A randomized, open label, phase II study comparing pemetrexed plus cisplatin followed by pemetrexed versus pemetrexed alone in EGFR mutant NSCLC patients who have failed first-line EGFR TKI: KCSG-LU12-13

Various therapeutic strategies are available for non–small-cell lung cancer (NSCLC) patients who develop disease progression on first-line EGFR tyrosine kinase inhibitor (TKI) therapy. However, it has not been established which cytotoxic regimens are preferable for these patients. Yoo and colleagues conducted a prospective randomized phase 2 trial to assess the clinical outcomes with pemetrexed plus cisplatin (PC) combination therapy compared with pemetrexed monotherapy after failure of first-line EGFR TKI.¹ Patients with advanced (stage IIIB) or metastatic (stage IV) nonsquamous NSCLC harboring activating EGFRmutation (del 19 or L858R mutation) who had progressed on first-line EGFR TKI were randomly assigned in a ratio of 1:1 to the PC arm or pemetrexed arm, and were treated with pemetrexed 500 mg/m² and cisplatin 70 mg/m² for 4 cycles, followed by pemetrexed maintenance every 3 weeks, or treated with pemetrexed 500 mg/m² monotherapy every 3 weeks until progression of disease. The primary clinical end point was progression-free survival (PFS), and secondary end points included overall response rate, overall survival, quality of life (QOL), and the safety profile. A total of 96 patients were randomized, and 91 patients were treated. At 20.4 months of median follow-up, the median PFS was 5.4 months (95% confidence interval [CI], 4.5-6.3) in the PC arm and 6.4 months (95% CI, 3.6-9.2) in the pemetrexed arm (P = 0.313). The 1-year survival rate was 77% for the PC arm and 68% for the pemetrexed arm. The most common adverse events included anorexia (37%), nausea (26%), neuropathy (11%), and skin change (11%).
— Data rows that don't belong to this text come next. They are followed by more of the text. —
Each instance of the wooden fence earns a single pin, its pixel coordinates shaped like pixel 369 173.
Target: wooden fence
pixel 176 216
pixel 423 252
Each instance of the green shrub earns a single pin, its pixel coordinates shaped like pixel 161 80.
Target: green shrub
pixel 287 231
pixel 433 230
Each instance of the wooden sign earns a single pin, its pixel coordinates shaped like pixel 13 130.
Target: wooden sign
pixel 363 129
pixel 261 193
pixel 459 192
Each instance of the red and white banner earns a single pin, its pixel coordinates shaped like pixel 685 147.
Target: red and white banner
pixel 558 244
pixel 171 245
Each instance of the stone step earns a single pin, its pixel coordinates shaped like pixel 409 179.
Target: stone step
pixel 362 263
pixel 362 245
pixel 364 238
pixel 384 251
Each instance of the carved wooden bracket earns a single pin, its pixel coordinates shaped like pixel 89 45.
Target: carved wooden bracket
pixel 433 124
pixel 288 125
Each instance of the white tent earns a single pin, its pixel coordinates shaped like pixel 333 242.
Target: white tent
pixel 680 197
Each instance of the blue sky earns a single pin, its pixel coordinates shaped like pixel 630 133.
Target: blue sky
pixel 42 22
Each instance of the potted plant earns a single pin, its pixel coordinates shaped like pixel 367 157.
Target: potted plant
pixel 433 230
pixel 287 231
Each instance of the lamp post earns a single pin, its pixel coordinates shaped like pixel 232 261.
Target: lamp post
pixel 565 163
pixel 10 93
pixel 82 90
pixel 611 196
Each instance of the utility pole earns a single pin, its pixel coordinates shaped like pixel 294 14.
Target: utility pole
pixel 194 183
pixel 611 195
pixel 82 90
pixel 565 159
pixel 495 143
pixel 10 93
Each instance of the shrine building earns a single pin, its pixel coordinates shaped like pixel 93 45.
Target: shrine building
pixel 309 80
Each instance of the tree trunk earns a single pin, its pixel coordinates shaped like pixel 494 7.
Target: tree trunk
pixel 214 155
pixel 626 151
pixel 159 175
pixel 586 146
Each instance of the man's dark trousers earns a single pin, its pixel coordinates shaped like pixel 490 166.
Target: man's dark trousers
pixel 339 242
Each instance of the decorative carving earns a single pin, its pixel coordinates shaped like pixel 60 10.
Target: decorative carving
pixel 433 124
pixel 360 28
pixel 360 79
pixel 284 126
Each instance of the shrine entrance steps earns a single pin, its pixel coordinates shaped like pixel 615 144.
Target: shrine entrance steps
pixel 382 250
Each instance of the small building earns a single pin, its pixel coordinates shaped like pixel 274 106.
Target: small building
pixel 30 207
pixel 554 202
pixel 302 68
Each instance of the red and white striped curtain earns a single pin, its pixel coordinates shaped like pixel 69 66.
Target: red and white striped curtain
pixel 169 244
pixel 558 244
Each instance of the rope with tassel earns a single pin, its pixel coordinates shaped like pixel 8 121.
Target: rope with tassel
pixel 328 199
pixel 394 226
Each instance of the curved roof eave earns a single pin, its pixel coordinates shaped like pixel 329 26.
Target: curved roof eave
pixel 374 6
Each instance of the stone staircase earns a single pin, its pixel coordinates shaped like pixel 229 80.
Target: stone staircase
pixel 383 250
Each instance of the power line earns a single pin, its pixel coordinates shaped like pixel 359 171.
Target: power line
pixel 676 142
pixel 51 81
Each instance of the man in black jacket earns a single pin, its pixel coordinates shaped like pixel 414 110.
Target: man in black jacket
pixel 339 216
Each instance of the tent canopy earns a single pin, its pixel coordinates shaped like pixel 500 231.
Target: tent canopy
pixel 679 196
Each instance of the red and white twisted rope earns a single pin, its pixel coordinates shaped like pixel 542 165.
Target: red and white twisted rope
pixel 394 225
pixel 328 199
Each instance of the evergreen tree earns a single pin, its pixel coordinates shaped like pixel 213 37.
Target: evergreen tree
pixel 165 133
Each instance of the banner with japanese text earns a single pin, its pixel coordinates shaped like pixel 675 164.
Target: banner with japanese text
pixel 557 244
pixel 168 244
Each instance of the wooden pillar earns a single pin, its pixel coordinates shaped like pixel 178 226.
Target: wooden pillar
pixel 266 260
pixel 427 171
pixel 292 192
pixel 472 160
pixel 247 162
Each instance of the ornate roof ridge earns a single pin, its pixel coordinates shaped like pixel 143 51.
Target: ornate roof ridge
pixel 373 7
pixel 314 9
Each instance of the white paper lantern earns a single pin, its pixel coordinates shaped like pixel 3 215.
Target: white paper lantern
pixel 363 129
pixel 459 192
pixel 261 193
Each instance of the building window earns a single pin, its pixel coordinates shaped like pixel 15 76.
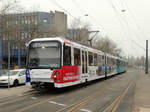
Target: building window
pixel 67 55
pixel 77 60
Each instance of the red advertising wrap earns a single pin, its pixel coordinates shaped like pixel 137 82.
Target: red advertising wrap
pixel 66 74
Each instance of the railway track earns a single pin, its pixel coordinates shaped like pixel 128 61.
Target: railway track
pixel 109 106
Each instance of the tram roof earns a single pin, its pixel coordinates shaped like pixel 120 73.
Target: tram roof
pixel 77 44
pixel 70 42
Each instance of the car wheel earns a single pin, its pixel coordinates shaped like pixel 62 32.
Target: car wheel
pixel 16 83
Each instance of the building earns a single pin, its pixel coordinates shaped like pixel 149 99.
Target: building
pixel 20 28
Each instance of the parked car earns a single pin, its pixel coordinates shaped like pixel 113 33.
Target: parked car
pixel 14 77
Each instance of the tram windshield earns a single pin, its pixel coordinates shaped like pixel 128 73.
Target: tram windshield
pixel 44 55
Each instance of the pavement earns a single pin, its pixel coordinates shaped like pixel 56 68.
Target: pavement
pixel 97 96
pixel 142 93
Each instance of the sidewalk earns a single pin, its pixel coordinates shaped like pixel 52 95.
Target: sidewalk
pixel 142 93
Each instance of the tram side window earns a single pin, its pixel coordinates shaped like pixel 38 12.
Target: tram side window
pixel 90 59
pixel 99 60
pixel 95 59
pixel 67 55
pixel 77 60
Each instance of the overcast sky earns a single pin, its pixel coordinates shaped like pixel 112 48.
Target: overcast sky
pixel 129 28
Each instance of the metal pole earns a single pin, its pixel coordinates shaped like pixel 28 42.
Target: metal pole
pixel 146 63
pixel 8 63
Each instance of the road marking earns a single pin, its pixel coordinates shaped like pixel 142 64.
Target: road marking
pixel 118 100
pixel 144 109
pixel 85 110
pixel 36 104
pixel 34 98
pixel 57 103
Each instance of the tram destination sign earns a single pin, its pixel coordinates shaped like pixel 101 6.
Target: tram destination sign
pixel 44 44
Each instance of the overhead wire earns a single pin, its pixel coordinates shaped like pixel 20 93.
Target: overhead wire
pixel 116 11
pixel 124 7
pixel 99 26
pixel 134 19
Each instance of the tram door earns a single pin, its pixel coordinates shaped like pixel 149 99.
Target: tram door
pixel 84 64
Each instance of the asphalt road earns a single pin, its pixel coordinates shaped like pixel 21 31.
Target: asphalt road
pixel 114 94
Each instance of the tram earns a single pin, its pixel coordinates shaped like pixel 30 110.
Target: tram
pixel 61 63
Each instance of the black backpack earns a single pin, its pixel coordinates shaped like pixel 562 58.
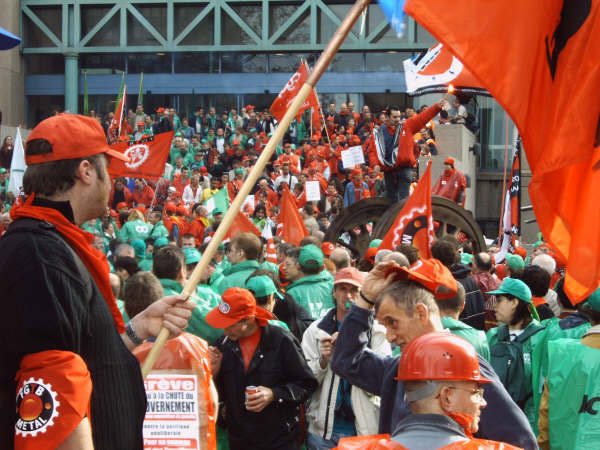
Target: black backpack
pixel 506 357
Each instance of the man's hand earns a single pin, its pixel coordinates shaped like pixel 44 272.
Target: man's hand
pixel 375 282
pixel 172 312
pixel 216 358
pixel 260 399
pixel 326 346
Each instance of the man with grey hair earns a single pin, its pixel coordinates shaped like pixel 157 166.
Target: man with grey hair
pixel 407 308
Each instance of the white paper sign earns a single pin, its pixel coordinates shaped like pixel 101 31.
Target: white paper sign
pixel 313 191
pixel 172 417
pixel 353 157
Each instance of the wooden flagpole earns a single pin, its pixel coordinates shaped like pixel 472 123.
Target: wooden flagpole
pixel 320 67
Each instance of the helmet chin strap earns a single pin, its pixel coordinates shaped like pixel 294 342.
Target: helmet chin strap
pixel 425 391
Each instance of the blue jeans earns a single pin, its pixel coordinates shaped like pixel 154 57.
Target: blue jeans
pixel 316 442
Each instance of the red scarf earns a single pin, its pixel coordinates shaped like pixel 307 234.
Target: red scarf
pixel 80 241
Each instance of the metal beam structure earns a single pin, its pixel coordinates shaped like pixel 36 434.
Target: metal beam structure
pixel 262 26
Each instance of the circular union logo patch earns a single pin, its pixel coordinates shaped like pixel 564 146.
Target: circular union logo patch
pixel 137 154
pixel 36 407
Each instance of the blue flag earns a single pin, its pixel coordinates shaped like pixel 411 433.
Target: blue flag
pixel 394 12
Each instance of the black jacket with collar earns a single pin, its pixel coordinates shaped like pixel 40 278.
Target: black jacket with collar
pixel 278 364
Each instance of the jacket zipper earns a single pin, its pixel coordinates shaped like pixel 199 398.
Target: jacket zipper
pixel 328 403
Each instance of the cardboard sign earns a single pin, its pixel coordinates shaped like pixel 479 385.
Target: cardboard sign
pixel 313 191
pixel 353 157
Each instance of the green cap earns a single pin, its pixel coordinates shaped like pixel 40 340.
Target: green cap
pixel 192 255
pixel 515 261
pixel 160 242
pixel 139 247
pixel 262 286
pixel 515 288
pixel 310 256
pixel 375 243
pixel 466 258
pixel 519 290
pixel 593 301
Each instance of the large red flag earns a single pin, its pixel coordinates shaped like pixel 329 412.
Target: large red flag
pixel 241 224
pixel 147 157
pixel 540 62
pixel 291 227
pixel 289 92
pixel 414 224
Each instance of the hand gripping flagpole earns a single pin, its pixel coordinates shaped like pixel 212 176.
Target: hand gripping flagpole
pixel 320 67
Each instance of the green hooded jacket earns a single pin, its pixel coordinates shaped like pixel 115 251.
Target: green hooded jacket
pixel 313 293
pixel 236 275
pixel 474 336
Adverse events ≥grade 3 were in 12 (26%) patients in the PC arm and 8 (18%) patients in the pemetrexed arm, and dose reduction and delay were required more often in the PC arm. The authors concluded that PC combination therapy showed a higher response rate than pemetrexed monotherapy. However, there was no significant difference in PFS between the 2 arms, and that further genetic and molecularly based analyses are warranted to evaluate the contributing factors for long-term responders. While the authors promised that QOL data would be presented at ASCO 2016, QOL analyses were not available at the meeting.

1. Yoo KH, et al. ASCO 2016. Abstract 9043.